The t(8;21) acute myeloid leukemia (AML) is driven by the AML1-ETO (AE) fusion protein formed through the translocation of chromosomes 8 and 21, which mediates AML malignant transformation via epigenetic reprogramming and cooperative genetic events. This review comprehensively delineates the molecular pathogenesis of the disease, emphasizing that splice isoforms such as AE9a acquire enhanced leukemogenic potential due to the loss of critical structural domains. Emerging evidence demonstrates that epigenetic dysregulation-including aberrant DNA methylation, dysregulated histone modifications, and non-coding RNA-mediated regulatory networks-synergizes with AE to orchestrate leukemogenesis.

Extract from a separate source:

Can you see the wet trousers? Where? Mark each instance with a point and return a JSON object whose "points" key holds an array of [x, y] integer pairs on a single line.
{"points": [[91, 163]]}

Furthermore, dysregulated signaling pathways and concurrent genetic alterations critically contribute to the pathogenesis of t(8;21) AML. In terms of therapeutic strategies, conventional epigenetic drugs such as histone deacetylase (HDAC) inhibitors still exhibit limited clinical efficacy, while novel therapies targeting the pathogenic domains of AE, modulating dynamic miRNA regulatory networks, and suppressing key oncogenic pathways like c-Myc demonstrate promising potential. Furthermore, plant-derived natural products, leveraging their multi-target effects and low-toxicity profiles in conjunction with the precision modulation capabilities of nanoparticle delivery systems, provide groundbreaking avenues to overcome therapeutic resistance and relapse.